The subtitle is significant: A Young Woman Tells You What She’s “Learned”.

The fact that Lena Dunham had written, directed and starred in two films and the era-defining HBO show, Girls, by the age of 25 perhaps makes memoir-publishing at 28 less absurd, but she is still sufficiently self-aware to flag up her youth. Then there are those quotation marks – a firing gun of millennial irony. She gets in there first, mocking the ridiculousness of her imparting wisdom when she’s made a career of parading screws-up.
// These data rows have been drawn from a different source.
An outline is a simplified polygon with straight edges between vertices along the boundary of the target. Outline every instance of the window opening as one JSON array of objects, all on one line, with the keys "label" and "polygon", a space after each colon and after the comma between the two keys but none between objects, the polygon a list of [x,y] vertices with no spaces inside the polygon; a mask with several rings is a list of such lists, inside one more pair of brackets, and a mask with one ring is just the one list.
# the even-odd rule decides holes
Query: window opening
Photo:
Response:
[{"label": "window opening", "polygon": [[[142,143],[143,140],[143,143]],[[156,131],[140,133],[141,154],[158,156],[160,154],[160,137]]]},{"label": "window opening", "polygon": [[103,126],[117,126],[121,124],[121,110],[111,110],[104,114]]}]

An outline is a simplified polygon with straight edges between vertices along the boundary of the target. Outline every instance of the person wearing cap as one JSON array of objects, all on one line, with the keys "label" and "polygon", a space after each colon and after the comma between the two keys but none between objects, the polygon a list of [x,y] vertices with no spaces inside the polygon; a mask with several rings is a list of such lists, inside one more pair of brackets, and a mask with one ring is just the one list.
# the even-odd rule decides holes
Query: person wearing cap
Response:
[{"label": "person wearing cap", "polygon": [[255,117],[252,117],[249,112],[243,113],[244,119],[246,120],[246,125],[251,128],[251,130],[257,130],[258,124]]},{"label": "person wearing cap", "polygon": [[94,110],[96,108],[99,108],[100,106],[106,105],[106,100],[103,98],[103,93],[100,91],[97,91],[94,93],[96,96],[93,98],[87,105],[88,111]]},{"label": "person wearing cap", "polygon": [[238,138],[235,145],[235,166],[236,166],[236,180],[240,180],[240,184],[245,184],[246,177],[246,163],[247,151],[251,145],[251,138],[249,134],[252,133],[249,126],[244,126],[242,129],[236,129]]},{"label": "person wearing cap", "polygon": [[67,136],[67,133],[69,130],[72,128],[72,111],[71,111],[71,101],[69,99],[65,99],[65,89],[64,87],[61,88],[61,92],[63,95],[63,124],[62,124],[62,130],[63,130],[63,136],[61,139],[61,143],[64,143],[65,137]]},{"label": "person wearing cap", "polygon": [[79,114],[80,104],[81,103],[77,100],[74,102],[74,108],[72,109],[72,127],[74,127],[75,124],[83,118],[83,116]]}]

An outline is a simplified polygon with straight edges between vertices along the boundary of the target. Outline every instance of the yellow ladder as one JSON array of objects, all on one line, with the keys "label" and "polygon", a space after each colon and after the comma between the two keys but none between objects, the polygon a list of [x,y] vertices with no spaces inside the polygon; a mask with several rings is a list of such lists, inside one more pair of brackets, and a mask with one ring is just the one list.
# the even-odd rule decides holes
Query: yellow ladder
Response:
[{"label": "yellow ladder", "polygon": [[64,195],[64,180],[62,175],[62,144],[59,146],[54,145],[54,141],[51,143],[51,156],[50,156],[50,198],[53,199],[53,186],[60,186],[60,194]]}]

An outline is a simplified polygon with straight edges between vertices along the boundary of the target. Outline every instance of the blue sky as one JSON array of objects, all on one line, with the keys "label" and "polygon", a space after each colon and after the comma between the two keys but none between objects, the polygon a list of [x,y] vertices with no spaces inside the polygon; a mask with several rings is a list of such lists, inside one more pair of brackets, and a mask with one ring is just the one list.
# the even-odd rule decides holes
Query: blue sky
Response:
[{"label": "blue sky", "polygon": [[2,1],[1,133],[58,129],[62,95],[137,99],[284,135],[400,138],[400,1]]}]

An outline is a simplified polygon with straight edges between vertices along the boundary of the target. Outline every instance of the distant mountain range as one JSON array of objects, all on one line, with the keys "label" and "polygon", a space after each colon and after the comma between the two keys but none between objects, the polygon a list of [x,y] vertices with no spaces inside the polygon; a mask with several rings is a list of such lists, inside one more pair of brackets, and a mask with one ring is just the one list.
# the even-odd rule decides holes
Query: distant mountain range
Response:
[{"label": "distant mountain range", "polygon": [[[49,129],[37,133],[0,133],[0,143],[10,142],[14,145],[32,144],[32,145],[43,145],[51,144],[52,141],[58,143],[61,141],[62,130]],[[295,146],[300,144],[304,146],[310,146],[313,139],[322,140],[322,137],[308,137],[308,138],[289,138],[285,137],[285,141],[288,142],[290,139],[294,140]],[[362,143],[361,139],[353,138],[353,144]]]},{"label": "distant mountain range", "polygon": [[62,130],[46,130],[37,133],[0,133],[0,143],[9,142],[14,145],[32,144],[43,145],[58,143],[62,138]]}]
If it’s a defence mechanism, it’s an understandable one. Dunham is – let’s be clear – brilliant; Girls has been a televisual game-changer. But because she’s been so successful so young, Dunham has also been impossibly burdened with expectation. The flip side of being the “voice of a generation”, however, is that you get an advance of $3.7m (£2.3m). So, was it worth it?
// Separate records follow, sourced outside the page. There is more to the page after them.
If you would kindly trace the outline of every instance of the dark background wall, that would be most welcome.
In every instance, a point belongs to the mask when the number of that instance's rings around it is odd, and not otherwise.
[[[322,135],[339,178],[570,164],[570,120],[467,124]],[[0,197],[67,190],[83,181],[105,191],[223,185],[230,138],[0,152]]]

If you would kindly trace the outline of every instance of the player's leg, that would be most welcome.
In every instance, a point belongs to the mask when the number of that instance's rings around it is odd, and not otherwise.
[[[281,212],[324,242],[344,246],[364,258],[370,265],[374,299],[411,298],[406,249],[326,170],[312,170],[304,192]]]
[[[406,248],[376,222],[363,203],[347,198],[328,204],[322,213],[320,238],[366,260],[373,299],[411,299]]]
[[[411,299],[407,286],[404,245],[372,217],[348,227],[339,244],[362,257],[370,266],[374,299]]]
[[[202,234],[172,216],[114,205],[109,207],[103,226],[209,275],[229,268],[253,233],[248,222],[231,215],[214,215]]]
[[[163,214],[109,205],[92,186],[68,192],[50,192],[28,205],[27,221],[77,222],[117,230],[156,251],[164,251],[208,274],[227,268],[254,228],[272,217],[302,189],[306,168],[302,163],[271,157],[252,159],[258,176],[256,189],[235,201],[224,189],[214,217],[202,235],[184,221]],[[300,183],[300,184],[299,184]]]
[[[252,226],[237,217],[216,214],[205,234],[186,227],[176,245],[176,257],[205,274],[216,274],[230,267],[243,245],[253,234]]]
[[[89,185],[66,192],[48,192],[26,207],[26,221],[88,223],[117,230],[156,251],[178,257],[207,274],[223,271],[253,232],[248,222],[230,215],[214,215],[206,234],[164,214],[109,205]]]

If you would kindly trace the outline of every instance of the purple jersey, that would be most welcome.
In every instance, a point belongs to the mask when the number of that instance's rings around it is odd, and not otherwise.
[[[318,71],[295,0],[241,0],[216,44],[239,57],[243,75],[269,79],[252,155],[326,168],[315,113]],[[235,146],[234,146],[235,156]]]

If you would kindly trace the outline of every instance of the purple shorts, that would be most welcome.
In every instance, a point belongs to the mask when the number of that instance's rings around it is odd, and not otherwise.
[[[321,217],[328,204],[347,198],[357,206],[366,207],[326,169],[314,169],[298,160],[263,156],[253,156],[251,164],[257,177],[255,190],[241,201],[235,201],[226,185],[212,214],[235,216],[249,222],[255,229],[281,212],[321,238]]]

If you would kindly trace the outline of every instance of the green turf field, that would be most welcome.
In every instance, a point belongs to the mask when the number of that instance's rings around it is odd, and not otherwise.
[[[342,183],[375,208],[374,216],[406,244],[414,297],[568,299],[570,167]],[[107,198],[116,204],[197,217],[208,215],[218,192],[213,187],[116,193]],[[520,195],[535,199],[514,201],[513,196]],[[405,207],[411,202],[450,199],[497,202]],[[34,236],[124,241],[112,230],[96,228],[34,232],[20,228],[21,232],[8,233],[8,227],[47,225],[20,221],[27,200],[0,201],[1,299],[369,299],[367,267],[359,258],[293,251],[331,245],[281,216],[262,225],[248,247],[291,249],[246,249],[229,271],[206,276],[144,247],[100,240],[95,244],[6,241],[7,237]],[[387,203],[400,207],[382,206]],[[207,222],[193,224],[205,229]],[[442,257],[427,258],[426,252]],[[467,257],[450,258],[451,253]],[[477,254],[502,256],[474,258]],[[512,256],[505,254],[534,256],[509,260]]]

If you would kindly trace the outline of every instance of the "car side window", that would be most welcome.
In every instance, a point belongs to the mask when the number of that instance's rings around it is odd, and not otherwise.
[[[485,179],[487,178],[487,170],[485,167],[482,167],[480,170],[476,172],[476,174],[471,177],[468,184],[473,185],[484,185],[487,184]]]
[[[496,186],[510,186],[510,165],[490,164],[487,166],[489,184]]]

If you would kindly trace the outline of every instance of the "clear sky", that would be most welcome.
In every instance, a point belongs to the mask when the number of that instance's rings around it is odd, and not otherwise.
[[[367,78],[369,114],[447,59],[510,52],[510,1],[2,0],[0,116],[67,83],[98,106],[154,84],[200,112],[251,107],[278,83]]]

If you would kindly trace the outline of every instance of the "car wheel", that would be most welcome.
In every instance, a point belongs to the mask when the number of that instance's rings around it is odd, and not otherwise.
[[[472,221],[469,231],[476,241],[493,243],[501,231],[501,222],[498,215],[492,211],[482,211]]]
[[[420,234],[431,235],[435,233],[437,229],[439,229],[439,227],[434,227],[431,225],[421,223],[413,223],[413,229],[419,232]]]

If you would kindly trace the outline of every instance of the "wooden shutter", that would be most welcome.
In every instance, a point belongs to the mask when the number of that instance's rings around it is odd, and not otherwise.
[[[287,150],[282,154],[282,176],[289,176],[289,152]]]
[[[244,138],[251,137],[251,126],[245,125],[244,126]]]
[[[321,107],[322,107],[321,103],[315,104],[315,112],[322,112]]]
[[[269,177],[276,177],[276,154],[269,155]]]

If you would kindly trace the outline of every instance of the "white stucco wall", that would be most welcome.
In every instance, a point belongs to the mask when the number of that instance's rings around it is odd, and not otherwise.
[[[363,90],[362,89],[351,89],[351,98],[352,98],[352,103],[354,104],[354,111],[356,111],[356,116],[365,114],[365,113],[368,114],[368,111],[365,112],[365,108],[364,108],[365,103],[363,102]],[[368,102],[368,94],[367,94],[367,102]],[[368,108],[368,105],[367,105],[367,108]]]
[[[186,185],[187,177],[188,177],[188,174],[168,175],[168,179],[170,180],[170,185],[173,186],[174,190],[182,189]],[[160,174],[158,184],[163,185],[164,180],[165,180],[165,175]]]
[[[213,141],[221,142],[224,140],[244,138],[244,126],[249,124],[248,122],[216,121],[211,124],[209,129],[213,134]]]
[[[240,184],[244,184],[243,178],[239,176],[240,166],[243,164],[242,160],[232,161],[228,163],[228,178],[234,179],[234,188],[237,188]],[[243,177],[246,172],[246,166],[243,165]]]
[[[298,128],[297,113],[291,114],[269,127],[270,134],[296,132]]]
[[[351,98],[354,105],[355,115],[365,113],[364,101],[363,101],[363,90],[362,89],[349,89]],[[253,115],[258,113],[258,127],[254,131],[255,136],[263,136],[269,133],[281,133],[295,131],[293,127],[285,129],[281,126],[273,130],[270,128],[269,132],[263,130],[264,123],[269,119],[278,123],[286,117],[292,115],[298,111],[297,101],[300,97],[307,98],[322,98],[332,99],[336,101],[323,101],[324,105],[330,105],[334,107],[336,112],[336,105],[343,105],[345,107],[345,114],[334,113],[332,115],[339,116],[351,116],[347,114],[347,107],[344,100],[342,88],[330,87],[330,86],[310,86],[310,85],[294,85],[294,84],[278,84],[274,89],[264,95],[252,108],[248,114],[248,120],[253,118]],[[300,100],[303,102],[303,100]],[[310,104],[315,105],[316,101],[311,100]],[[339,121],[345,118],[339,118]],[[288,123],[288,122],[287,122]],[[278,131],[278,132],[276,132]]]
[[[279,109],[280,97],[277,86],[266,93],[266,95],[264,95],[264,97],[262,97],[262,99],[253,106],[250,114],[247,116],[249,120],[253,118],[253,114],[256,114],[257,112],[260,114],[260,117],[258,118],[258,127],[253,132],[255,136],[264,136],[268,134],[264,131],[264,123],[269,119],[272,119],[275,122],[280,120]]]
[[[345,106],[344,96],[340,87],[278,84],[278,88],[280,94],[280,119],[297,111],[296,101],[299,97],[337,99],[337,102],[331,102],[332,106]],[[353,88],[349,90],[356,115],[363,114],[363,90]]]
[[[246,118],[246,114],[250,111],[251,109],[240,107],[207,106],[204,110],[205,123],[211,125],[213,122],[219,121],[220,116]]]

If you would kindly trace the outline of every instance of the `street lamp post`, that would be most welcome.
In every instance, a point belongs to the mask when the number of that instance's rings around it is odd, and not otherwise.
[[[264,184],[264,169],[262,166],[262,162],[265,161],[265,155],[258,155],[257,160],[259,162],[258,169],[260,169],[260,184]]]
Introduced as “hopeful dispatches from the frontlines” in the struggle to “have it all”, Dunham lays out her neuroses – terrible sex, dissociative anxiety, hypochondria, “not-very-effective” eating disorders, obsession with death. But she’s also a very funny writer, with a breezily confessional tone, and imbues the gloom with hope – that we’re always marching forward on journeys of “self-actualisation”. Her writing is fizzy, with enough acid to cut through the New York, vegan-cookie-eating, chatting-with-my-therapist clichés of privilege. Being 28 myself, I am unsurprisingly receptive to her output. We’ve grown up in the same changing world; I get the references. But a good memoir surely transcends that. And I’m not sure Not That Kind of Girl does.

Unlike the most obvious recent precursor, Caitlin Moran’s How to be a Woman, the brutally honest, bruisingly comic life-stories do not always illuminate the wider world and how to make your way through it. Indeed, Dunham often presents her experiences as unique, special. She used to be attracted to “jerks” – is that really because she’s fascinatingly troubled? Surely it’s common in girls with self-esteem issues.

Dunham admits to self-obsession – even when her grandmother dies, she asks: “What does this all mean for me?” But acknowledging narcissism doesn’t neutralise it, and there is some shameful fodder among the spicy, tell-all anecdotes. A list of what’s in her handbag? Puh-leeze. Reprinting your food diary? Bridget Jones without the wit.

Where she genuinely has rare insight – into the depressingly macho world of Hollywood and TV – her account is glancing. Dunham alludes to tales of misogyny she’d recount, reputations of patronising sleazebags she’d shatter if she were writing this at 80. I wish she’d stick the boot in now: the anger at men who think “girls are there to be your props” is righteous, but this is a strangely coy way to vent.

Nonetheless, the book succeeds in redefining a thorny, pernicious pressure on women. “Having it all” need not mean hitting narrow markers of success – the perfect job/man/body – but instead being able to own your experiences: the good, the bad, the ugly. All of it.